Увы, придворная и светская жизнь, издали такая разнообразная и веселая, вблизи оказалась утомительной чередой церемоний, на которых всегда нужно было оставаться свежей, остроумной, изящной.
«Как государь понимает, что мне несладко! Нет дня, чтобы он не перебросился со мной хотя двумя словами. И это всегда слова сочувствия и заботы почти отеческой. Вчера был вечер, когда собрались мы у императрицы, — один из тех интимных ее вечеров, где кроме царской фамилии присутствуют обычно пять-шесть человек истинно приближенных. Среди них непременно графиня Бобринская (лучшая подруга ее величества) — очень красивая и живая шатенка, которая на этот раз была в темно-зеленом бархатном платье и с такими изумрудами на шее, что дух захватило. Была и Мэри Барятинская, — она как-то уж слишком внимательно и часто на меня косилась. Еще были граф Бенкендорф и знаменитый поэт Жуковский.
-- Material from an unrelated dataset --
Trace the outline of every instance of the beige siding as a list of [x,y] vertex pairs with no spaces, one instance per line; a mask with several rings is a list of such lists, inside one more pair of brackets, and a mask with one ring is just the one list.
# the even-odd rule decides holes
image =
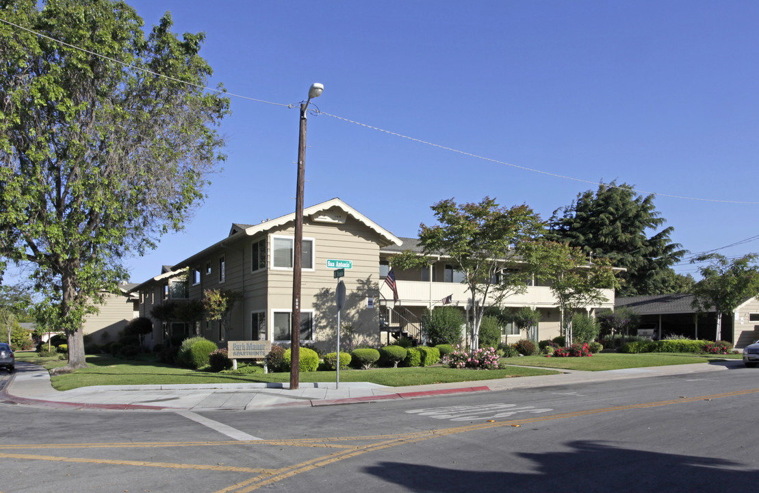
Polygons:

Сей последний читал свой перевод «Одиссеи», довольно сложный. Впрочем немолодой уж поэт так мил, такой он весь уютный и круглый, что иногда (каюсь!) он мне казался котом, без мурлыканья которого семейный вечер лишится своего сердца.
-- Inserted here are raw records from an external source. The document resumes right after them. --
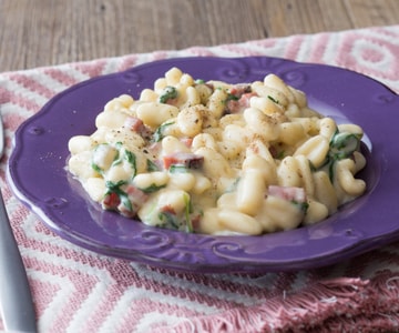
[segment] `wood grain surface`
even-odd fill
[[[0,0],[0,72],[397,23],[398,0]]]

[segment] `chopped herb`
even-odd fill
[[[293,200],[291,203],[294,205],[296,205],[305,214],[306,214],[306,212],[307,212],[307,210],[309,208],[309,204],[307,202],[297,202],[297,201]]]
[[[165,186],[166,186],[166,184],[163,184],[163,185],[151,184],[150,186],[147,186],[145,189],[139,189],[139,190],[143,191],[145,194],[151,194],[156,191],[160,191],[161,189],[163,189]]]
[[[147,163],[147,171],[149,171],[149,172],[158,171],[158,170],[160,170],[160,168],[158,168],[153,161],[151,161],[151,160],[147,159],[146,163]]]
[[[160,142],[165,137],[165,128],[170,127],[171,124],[174,124],[174,121],[168,121],[161,124],[154,132],[153,141]]]
[[[172,87],[172,85],[167,85],[161,93],[160,98],[158,98],[158,102],[160,103],[166,103],[168,100],[175,99],[177,97],[177,89]]]
[[[137,173],[136,157],[135,157],[134,153],[132,153],[129,150],[125,150],[124,154],[125,154],[125,159],[127,160],[127,162],[132,165],[133,178],[134,178],[136,175],[136,173]]]
[[[99,172],[100,174],[103,174],[104,171],[102,171],[102,169],[95,164],[95,163],[92,163],[92,169],[95,171],[95,172]]]
[[[227,98],[225,100],[225,102],[227,103],[228,101],[238,101],[239,97],[233,94],[233,93],[227,93]]]
[[[268,98],[272,102],[278,104],[278,101],[277,101],[275,98],[273,98],[272,95],[268,94],[267,98]]]
[[[190,195],[184,195],[184,213],[185,213],[185,220],[186,220],[186,229],[187,232],[193,232],[193,223],[191,220],[191,213],[193,212],[193,205],[190,199]]]
[[[114,183],[114,182],[111,182],[111,181],[106,181],[105,182],[105,186],[108,188],[108,191],[105,193],[105,195],[110,195],[112,193],[115,193],[122,204],[129,210],[129,211],[133,211],[133,206],[132,206],[132,203],[131,201],[129,200],[129,195],[126,192],[124,192],[121,186],[126,184],[126,181],[119,181],[117,183]]]
[[[171,173],[188,172],[187,167],[181,164],[172,164],[168,169]]]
Когда мы уже расходились, я вызвалась проводить Мэри до кареты. Ее мать скромно шла за нами. А ведь еще месяца три назад я трепетала от одного взгляда этой женщины.
Мэри взяла меня под руку и сказала вдруг очень тихо:
— Итак, милая, прими мои поздравления!
— О чем ты?!
— Но государь смотрел на тебя так особенно!..
— Он в самом деле очень добр ко мне.
— Больше, чем добр… Нельзя же, в самом деле, быть такою слепой! Я тоже фрейлина, но еду сейчас домой… Ах, комнату во дворце предлагают не всем. Странно, а я-то думала…
Она запнулась.
— Что же думала ты?
— Что все у вас… уж свершилось…
Я чуть не споткнулась от этих слов. Отчего-то я подумала о бедном моем Б…, но спросила совсем другое:
— Скажи лучше, как твой д'Антес?
— Он — ездит, — ответствовала Мэри очень значительно, из чего заключила я, что он снова в нее влюблен. Вот мужчины!»